Somut olayda; taraflar arasında 22.03.2012 tarihinde acentelik sözleşmesi imzalandığı, sözleşmenin 39. maddesinde acentenin, sözleşmenin teminatı olarak 95.000-TL tutarlı ve sözleşmenin ilk takvim yılının son günü vadeli teminat bonosu vereceğinin hüküm altına alındığı, acentelik sözleşmesinin davacı tarafından 10.01.2017 tarihli ihtarname ile feshedildiği, fesih sonrasında davacının 42.039,14 TL kasa açığının ve müşteriden tahsil edilen 112.835-TL bedelin davalı hesaplarına intikal ettirmediğinin tespit edildiği, ayrıca davacı acentenin ödemesi gereken su ve doğal gaz faturaları ile araç tamir masrafı ile araç trafik cezasının da davalı tarafından ödenmiş olduğu, davacı tarafından davalı hesabına yansıtılmayan 112.835-TL’nin ise dava tarihi sonrasında 24.03.2017 tarihinde davacı tarafından davalıya ödenmiş olduğu anlaşılmaktadır.

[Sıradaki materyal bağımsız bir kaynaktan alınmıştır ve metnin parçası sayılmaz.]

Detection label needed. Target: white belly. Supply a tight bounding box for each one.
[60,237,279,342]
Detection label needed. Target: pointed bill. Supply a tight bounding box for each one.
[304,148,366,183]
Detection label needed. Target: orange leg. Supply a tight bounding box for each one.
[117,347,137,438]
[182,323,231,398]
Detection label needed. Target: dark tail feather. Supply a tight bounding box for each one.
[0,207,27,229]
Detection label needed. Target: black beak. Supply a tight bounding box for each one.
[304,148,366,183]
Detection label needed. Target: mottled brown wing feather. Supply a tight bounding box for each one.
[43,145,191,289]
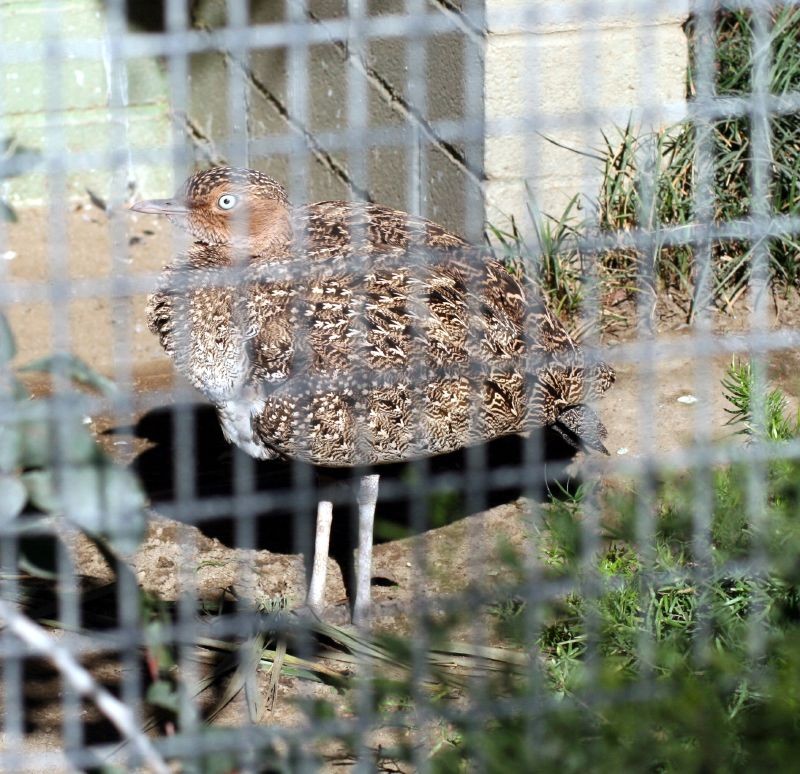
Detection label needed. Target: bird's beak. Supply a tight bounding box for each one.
[130,199,189,215]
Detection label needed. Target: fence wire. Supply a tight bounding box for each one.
[0,0,800,772]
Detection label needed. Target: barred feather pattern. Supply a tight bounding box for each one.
[147,170,614,466]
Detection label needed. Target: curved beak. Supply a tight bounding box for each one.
[128,199,189,215]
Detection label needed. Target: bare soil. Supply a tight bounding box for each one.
[0,203,800,772]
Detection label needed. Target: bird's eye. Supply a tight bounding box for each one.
[217,194,239,210]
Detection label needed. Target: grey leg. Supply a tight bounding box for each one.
[306,500,333,618]
[353,474,380,628]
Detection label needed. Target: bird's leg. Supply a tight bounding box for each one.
[306,500,333,617]
[353,474,380,628]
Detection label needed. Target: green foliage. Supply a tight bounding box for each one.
[489,195,585,315]
[332,362,800,772]
[0,315,145,560]
[722,358,800,441]
[599,7,800,303]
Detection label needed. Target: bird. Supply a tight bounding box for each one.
[131,166,615,627]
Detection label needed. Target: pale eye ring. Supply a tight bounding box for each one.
[217,194,239,210]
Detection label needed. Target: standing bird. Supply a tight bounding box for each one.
[131,167,614,625]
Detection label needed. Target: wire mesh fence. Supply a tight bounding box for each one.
[0,0,800,772]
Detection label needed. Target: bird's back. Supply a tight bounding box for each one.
[148,202,613,465]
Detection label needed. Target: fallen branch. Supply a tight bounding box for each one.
[0,600,170,774]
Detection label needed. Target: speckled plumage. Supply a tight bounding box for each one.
[144,168,614,466]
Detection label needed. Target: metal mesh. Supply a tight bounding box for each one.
[0,0,800,771]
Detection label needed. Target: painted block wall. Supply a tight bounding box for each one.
[0,0,171,205]
[484,0,689,231]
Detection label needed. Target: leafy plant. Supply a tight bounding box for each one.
[0,314,145,571]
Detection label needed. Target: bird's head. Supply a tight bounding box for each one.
[131,167,291,255]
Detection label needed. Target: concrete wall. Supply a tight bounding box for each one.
[189,0,483,238]
[0,0,170,204]
[0,0,688,237]
[484,0,689,230]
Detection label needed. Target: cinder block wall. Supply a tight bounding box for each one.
[484,0,689,230]
[0,0,171,205]
[0,0,688,237]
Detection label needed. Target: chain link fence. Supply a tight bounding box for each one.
[0,0,800,772]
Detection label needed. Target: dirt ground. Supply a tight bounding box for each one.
[0,201,800,771]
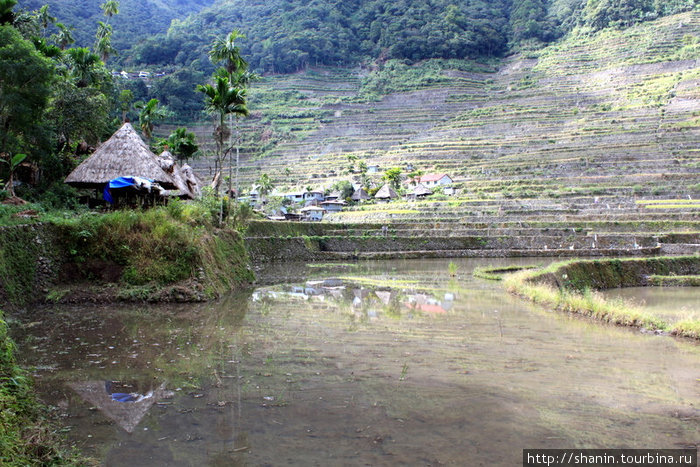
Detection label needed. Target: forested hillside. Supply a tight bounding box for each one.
[18,0,214,51]
[134,0,696,73]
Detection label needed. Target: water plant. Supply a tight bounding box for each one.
[447,261,459,277]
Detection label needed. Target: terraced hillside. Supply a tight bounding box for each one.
[183,12,700,260]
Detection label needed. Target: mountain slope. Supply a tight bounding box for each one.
[182,13,700,258]
[18,0,214,52]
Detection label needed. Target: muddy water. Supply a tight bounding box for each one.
[602,287,700,323]
[10,260,700,466]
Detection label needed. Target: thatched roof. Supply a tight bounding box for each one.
[374,183,399,199]
[350,188,370,201]
[180,164,202,198]
[411,183,433,196]
[158,151,197,199]
[65,122,177,189]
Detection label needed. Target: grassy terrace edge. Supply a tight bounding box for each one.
[504,255,700,339]
[0,310,84,466]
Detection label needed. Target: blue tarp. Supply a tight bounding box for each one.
[102,177,153,204]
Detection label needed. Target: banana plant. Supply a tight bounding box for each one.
[0,154,27,198]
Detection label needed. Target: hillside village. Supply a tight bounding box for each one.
[0,0,700,467]
[249,171,455,221]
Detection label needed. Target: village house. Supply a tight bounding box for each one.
[304,190,326,202]
[321,199,348,212]
[406,183,433,199]
[65,122,199,203]
[350,187,371,203]
[413,173,452,188]
[299,206,326,221]
[282,191,304,203]
[374,183,399,202]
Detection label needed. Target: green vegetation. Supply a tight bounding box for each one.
[472,266,536,281]
[0,312,85,467]
[504,256,700,338]
[0,197,253,304]
[20,0,214,51]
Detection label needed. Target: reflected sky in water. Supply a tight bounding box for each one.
[16,259,700,466]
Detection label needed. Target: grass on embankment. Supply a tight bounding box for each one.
[472,266,537,281]
[0,199,253,305]
[0,312,87,466]
[504,256,700,339]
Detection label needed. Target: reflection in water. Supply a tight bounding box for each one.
[10,260,700,466]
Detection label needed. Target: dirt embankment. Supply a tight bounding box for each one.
[528,255,700,291]
[0,223,253,308]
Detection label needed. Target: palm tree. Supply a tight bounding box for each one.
[134,99,166,140]
[258,174,275,202]
[66,47,100,88]
[197,74,248,194]
[95,21,112,41]
[53,23,75,50]
[95,32,117,63]
[209,29,248,77]
[0,0,17,24]
[100,0,119,23]
[209,29,257,199]
[37,5,56,37]
[167,127,199,161]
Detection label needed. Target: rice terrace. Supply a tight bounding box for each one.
[0,0,700,467]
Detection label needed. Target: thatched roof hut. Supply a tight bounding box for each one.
[350,188,370,201]
[158,151,199,199]
[65,122,178,189]
[374,183,399,201]
[411,183,433,198]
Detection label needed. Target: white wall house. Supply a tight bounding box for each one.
[417,174,452,187]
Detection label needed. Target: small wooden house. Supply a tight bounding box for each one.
[321,199,348,212]
[65,122,182,206]
[350,188,371,202]
[415,173,452,188]
[406,183,433,199]
[374,183,399,202]
[299,206,326,221]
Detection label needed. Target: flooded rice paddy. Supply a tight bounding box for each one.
[10,259,700,466]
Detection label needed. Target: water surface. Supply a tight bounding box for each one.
[13,260,700,466]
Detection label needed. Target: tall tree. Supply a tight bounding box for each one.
[100,0,119,23]
[52,23,75,50]
[197,73,248,194]
[37,5,56,37]
[0,25,55,197]
[209,29,254,197]
[95,32,117,63]
[0,0,17,25]
[209,29,248,81]
[66,47,102,88]
[134,99,167,141]
[166,127,199,161]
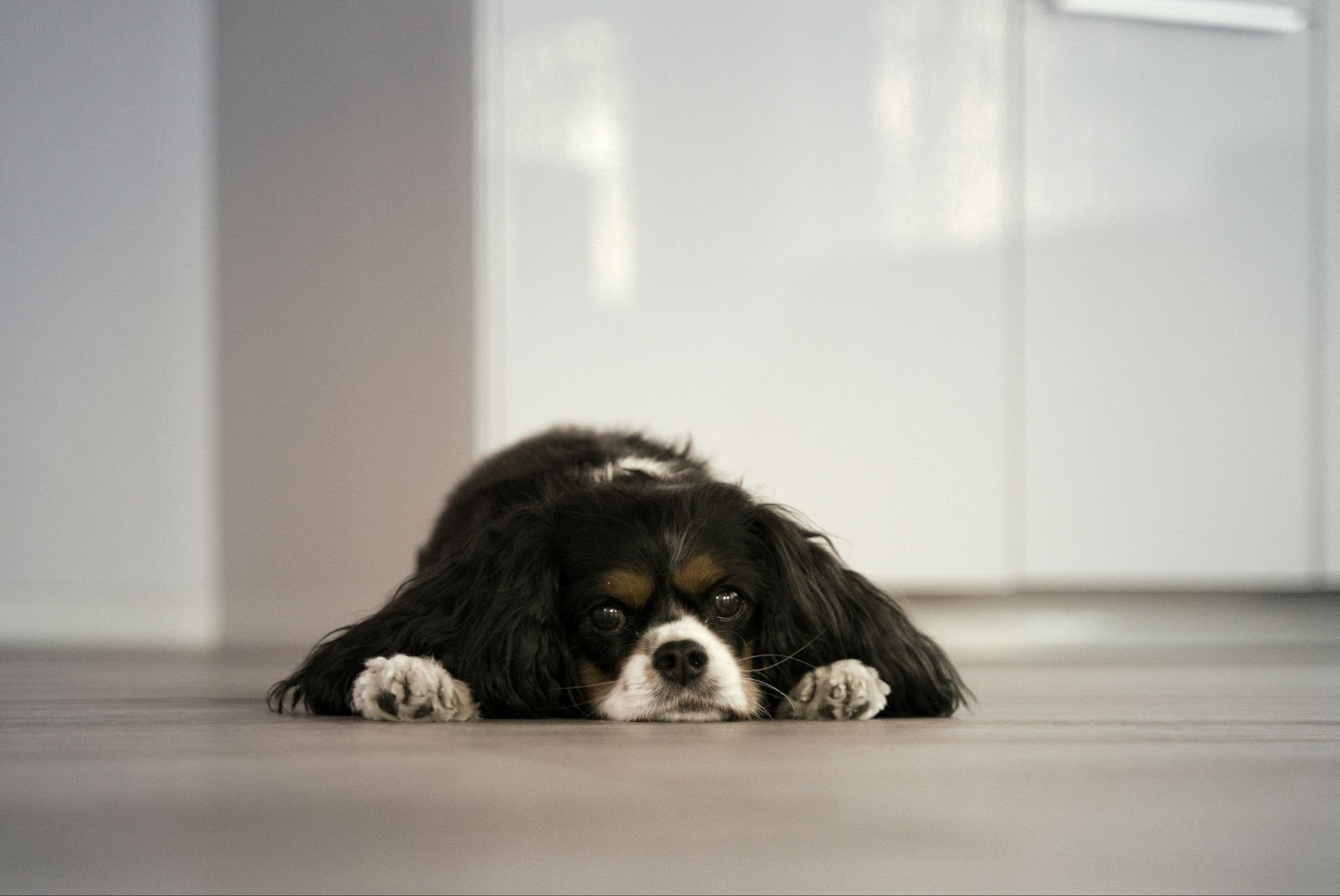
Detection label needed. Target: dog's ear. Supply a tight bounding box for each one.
[270,507,578,718]
[753,505,967,717]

Davalı vekili, dava konusu bononun; davacı acentenin sözleşmeye aykırı ve usulsüz işlemleri nedeniyle oluşan zararlar, kasa açığı, acente tarafından ödenmesi gerekip de ödenmeyen ve müvekkilince ödenmek zorunda kalınan fatura ve araç tamir masrafları ile acente personeli maaş ödemeleri, araç trafik cezası bedelleri ve acenteye ödenen hak edişler karşılığı acentenin komisyon faturası düzenlememesi nedeniyle müvekkiline yansıyan mali külfetler karşılığında davacılar tarafından düzenlenerek verildiğini savunmuş; bu kapsamda oluşan zarar kalemlerine ilişkin olarak da deliller sunulmuştur. Ancak mahkemece bu hususta bir inceleme ve değerlendirme yapılmamıştır.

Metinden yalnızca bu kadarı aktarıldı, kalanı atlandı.